The column separation models utilized were the Discrete Vapor Cavity Model (DVCM) and the Discrete Gas Cavity Model (DGCM). Both models arc capable of modeling the effects of the unsteady friction and the viscoelastic behavior of pipe walls.
The numerical results predicted by the DVCM and the DGCM were compared with the experimental measurements in a copper (elastic) pipe, the comparisons showed accepted degrees of agreement with either models.
Two methods for the modeling of the upstream valve boundary were described. One of the methods assumes that the flow velocity decreases linearly with time as the valve closes. The other method utilizes the energy equation to calculate the flow velocities during valve closure stroke.

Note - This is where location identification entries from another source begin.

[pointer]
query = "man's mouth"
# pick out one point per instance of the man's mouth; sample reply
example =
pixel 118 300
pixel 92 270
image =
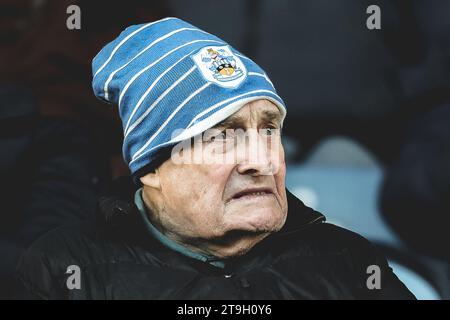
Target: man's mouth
pixel 252 193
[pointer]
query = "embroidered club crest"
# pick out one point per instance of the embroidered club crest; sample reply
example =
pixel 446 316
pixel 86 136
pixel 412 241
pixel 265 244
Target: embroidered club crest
pixel 221 66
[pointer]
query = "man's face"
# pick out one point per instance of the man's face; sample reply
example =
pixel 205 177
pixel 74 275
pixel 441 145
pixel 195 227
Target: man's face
pixel 224 208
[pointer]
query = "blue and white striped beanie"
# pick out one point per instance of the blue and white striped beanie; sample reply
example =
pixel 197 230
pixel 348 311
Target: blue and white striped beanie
pixel 169 75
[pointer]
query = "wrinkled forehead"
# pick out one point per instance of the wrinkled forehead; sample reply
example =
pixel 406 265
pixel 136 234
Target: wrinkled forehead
pixel 260 111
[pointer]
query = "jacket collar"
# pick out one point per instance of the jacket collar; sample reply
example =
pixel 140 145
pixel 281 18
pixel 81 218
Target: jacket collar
pixel 117 210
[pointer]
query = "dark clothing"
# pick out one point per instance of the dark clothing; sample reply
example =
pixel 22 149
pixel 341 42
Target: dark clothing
pixel 46 178
pixel 118 259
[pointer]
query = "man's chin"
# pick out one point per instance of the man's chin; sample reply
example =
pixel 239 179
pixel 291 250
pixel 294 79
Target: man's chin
pixel 236 244
pixel 257 220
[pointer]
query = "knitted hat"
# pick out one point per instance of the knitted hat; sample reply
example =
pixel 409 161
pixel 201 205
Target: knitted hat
pixel 170 75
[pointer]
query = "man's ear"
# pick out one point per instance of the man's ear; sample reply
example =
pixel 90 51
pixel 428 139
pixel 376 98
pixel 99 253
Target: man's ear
pixel 151 180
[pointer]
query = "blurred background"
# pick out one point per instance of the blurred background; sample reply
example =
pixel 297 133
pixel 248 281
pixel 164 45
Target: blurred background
pixel 367 136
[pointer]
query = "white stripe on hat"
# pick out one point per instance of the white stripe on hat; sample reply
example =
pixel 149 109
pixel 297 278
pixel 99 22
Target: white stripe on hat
pixel 209 122
pixel 263 76
pixel 125 88
pixel 125 40
pixel 192 95
pixel 165 93
pixel 168 35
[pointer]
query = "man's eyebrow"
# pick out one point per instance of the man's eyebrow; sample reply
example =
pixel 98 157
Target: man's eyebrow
pixel 230 122
pixel 270 116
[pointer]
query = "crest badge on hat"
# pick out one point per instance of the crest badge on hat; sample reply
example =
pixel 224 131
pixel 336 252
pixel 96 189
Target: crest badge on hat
pixel 220 65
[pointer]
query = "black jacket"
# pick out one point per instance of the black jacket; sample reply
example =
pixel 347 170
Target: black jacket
pixel 118 259
pixel 47 174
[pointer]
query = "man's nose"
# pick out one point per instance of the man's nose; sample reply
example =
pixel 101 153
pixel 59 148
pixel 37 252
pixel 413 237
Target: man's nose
pixel 254 156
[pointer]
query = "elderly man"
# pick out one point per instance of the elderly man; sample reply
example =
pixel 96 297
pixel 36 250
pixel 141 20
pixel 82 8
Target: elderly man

An experimental setup was constructed to provide the means of obtaining reliable experimental data for transient flow in a viscoelastic pipe to verify the numerical models. The comparison between the numerical and experimental data showed significant discrepancy in case of solenoid globe valve closure at the upstream end of the pipe.
Modifications were carried out to the experimental setup in order to find out the reasons for the discrepancy. Of these modifications, the solenoid globe valve was replaced by a ball valve manually operated.

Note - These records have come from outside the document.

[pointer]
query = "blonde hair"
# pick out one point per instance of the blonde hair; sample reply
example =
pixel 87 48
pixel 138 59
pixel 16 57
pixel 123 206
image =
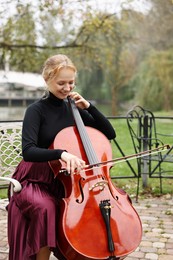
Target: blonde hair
pixel 54 64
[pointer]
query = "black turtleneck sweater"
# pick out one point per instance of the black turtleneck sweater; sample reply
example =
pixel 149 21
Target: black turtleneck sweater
pixel 47 117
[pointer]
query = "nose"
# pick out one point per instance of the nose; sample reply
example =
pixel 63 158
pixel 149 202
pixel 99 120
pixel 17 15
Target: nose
pixel 68 86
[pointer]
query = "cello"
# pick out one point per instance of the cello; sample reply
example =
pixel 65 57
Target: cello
pixel 97 219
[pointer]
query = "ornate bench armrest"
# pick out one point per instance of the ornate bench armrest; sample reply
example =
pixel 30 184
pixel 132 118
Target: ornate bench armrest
pixel 16 185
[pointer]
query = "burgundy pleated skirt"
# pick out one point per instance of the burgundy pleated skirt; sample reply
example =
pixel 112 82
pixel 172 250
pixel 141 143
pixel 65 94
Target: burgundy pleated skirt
pixel 33 212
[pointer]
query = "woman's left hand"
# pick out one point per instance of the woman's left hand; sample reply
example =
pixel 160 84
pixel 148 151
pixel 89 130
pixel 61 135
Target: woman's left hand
pixel 79 100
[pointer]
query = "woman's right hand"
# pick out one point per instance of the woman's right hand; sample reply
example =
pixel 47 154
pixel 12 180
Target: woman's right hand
pixel 74 163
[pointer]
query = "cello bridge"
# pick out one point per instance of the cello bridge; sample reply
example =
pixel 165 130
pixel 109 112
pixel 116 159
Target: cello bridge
pixel 101 184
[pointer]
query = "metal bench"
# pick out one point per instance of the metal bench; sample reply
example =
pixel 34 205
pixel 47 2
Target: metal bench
pixel 10 150
pixel 145 136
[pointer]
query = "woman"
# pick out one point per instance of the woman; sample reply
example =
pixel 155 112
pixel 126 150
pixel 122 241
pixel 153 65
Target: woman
pixel 33 212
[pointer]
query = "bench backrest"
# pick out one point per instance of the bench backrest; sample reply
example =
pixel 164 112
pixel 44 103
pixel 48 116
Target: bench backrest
pixel 10 147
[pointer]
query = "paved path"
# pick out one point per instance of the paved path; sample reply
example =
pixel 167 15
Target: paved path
pixel 157 219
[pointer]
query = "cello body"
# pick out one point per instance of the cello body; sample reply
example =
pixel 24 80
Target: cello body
pixel 97 220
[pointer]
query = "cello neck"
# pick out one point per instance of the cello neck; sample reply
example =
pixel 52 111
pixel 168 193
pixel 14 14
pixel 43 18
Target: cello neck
pixel 87 145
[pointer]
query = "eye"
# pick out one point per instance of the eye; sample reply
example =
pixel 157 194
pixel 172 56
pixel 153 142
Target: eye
pixel 61 83
pixel 71 83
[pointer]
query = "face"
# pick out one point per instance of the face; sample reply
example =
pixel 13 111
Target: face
pixel 63 84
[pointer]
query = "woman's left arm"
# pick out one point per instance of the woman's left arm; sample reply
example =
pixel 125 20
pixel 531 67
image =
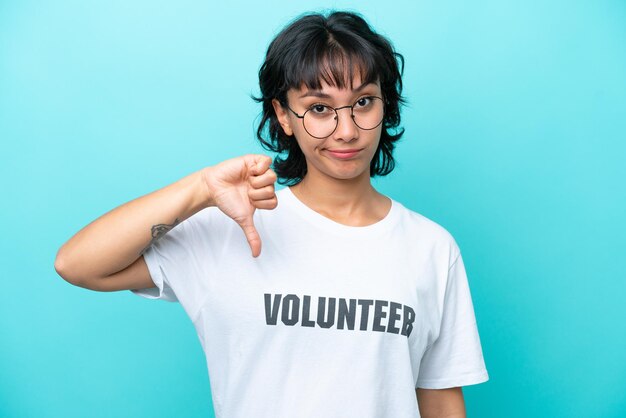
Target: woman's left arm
pixel 441 403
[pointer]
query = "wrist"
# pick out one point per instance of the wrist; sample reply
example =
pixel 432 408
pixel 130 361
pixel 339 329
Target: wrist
pixel 206 192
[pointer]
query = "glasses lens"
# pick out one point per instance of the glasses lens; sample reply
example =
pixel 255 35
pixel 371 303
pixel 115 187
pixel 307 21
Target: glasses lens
pixel 368 112
pixel 321 121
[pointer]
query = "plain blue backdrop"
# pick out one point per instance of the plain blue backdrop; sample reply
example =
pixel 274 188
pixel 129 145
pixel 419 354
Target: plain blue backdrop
pixel 515 142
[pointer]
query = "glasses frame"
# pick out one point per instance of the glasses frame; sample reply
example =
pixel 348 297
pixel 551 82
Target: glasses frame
pixel 335 109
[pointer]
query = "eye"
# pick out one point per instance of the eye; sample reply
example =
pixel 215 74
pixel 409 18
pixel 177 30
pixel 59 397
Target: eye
pixel 363 101
pixel 319 109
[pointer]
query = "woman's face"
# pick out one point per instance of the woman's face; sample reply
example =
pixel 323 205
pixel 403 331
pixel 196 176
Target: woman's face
pixel 345 154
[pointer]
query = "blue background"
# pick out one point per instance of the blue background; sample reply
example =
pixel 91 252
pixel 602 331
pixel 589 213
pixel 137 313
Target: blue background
pixel 515 142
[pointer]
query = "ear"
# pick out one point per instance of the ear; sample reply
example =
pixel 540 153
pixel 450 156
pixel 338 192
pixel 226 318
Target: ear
pixel 283 117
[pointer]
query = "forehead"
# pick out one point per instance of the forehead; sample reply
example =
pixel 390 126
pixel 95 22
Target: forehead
pixel 327 90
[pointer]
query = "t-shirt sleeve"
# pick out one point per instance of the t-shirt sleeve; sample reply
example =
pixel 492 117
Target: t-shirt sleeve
pixel 455 358
pixel 177 264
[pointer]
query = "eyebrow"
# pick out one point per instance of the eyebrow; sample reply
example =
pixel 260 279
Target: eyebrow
pixel 320 94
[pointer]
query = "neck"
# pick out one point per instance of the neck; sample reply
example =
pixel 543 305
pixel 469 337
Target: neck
pixel 351 202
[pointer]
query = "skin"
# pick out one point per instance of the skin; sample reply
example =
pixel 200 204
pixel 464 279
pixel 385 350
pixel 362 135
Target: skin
pixel 337 188
pixel 106 255
pixel 342 191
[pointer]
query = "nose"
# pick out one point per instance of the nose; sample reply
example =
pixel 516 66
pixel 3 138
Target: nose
pixel 346 128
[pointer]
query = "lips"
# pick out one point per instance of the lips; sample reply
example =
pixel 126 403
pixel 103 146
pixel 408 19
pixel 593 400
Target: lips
pixel 343 154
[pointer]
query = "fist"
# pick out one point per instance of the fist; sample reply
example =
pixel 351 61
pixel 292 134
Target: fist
pixel 238 187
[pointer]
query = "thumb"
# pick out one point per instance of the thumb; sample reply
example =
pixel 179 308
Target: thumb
pixel 252 235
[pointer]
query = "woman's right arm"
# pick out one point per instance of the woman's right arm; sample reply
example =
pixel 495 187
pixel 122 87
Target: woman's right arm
pixel 107 254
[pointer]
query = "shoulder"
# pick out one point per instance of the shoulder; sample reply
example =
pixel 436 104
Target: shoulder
pixel 427 231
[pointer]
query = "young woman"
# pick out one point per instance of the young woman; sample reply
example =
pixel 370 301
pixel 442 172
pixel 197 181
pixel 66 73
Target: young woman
pixel 355 304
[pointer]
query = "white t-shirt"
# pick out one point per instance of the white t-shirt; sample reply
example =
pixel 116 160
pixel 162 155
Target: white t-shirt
pixel 330 320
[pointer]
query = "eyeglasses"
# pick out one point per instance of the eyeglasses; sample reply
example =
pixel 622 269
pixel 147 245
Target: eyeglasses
pixel 320 121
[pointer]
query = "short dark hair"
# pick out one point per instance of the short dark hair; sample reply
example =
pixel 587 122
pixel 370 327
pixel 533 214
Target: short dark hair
pixel 315 48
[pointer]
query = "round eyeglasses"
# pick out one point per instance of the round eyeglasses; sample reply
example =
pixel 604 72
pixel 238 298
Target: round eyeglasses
pixel 320 121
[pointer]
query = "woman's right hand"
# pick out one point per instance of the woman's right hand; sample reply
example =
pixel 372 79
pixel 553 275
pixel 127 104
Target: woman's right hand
pixel 238 187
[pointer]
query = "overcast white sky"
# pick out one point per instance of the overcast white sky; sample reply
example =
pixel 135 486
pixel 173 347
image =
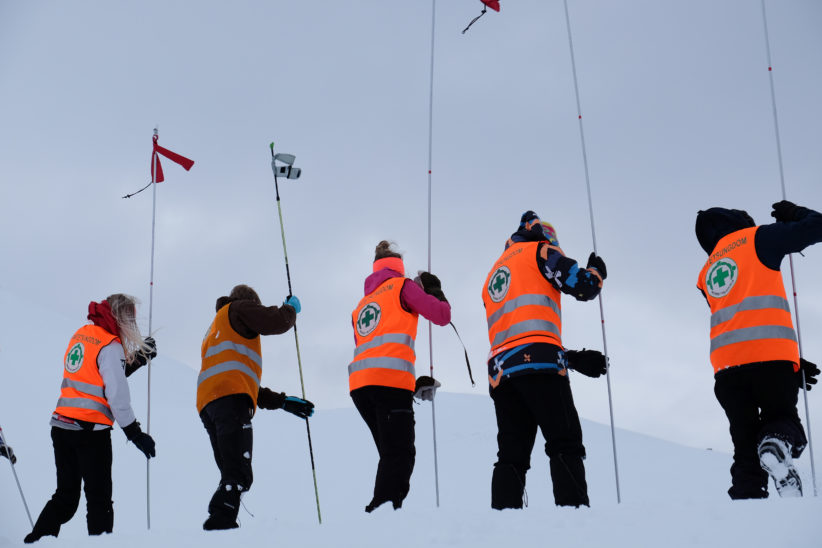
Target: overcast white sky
pixel 677 112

The real pattern of closure of the ball valve was numerically simulated; excellent degree of agreement was achieved between the real and simulated valve patterns.
The transient flow measurements utilizing the ball valve were compared with numerical predictions; accepted degrees of agreement were achieved over a broad range of Reynolds numbers. The DVCM showed better agreements than the DGCM.
Video photographing for the column separation phenomenon during the vapor cavity formation, growth, and collapse was processed for the cases of solenoid and ball valve closure at the upstream end of the pipe. Video films were transformed into frames using computer software. The frames representing the cavity length and the pressure measurements at the upstream valve were compared with the cavity length and pressure traces predicted by the DVCM at each time step of the framing process at the same location.